5. Whether any aspect of the proceeding was vexatious or unnecessary.
I have no evidence that anything vexatious happened here. Had the parties truly been able to collaborate in finding the reasonable solution they ultimately agreed upon earlier then I suspect that some of the time spent in arbitration would not have been necessary. However, I have no evidence that causes me to associate specific fault with either party for any unnecessary aspects of the process.
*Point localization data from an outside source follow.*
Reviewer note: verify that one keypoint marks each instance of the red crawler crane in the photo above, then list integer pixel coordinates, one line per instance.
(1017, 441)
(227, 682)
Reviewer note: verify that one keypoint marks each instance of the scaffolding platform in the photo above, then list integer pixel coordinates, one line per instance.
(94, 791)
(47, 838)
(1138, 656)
The warranted conclusion seems to be that Ms. Toth needed and ultimately got the treatment she requested. The insurer needed and ultimately got treatment plans filled out in a manner which they requested. The reality was that both parties needed the environment of the arbitration process to reach this result, and that is why the process exists.
Mr. Brown further claims that half of the Commission's assessment for the arbitration be awarded to the Personal. Mr. Gillen disputes that an arbitrator any longer has the power to make such an order. Mr. Brown states in his submissions that he provided Mr. Gillen with authority for making such an order, however, he has not provided the same to me and thus I am unable to reasonably make any evaluation of the merits of his argument. I am not satisfied that, even if I were inclined to make such an order, I have any statutory authority to do so.
Having considered and weighed all of the above factors, I find that the most reasonable and fair outcome is for each party to bear their own costs in the arbitration. The arbitration will be dismissed on that basis.
February 15, 2007
Robert A. Kominar Arbitrator
Date
Financial Services Commission of Ontario
Commission des services financiers de l’Ontario
Neutral Citation: 2007 ONFSCDRS 30
FSCO A04-001975
BETWEEN:
VALERIE TOTH
Applicant
and
PERSONAL INSURANCE COMPANY OF CANADA
Insurer
ARBITRATION ORDER
Under section 282 of the Insurance Act, R.S.O. 1990, c.I.8, as amended, it is ordered that:
The arbitration is dismissed.
Each party shall bear their own expenses in the arbitration.
February 15, 2007
Robert A. Kominar Arbitrator
Date
Footnotes
- The Statutory Accident Benefits Schedule —Accidents on or after November 1, 1996, Ontario Regulation 403/96, as amended.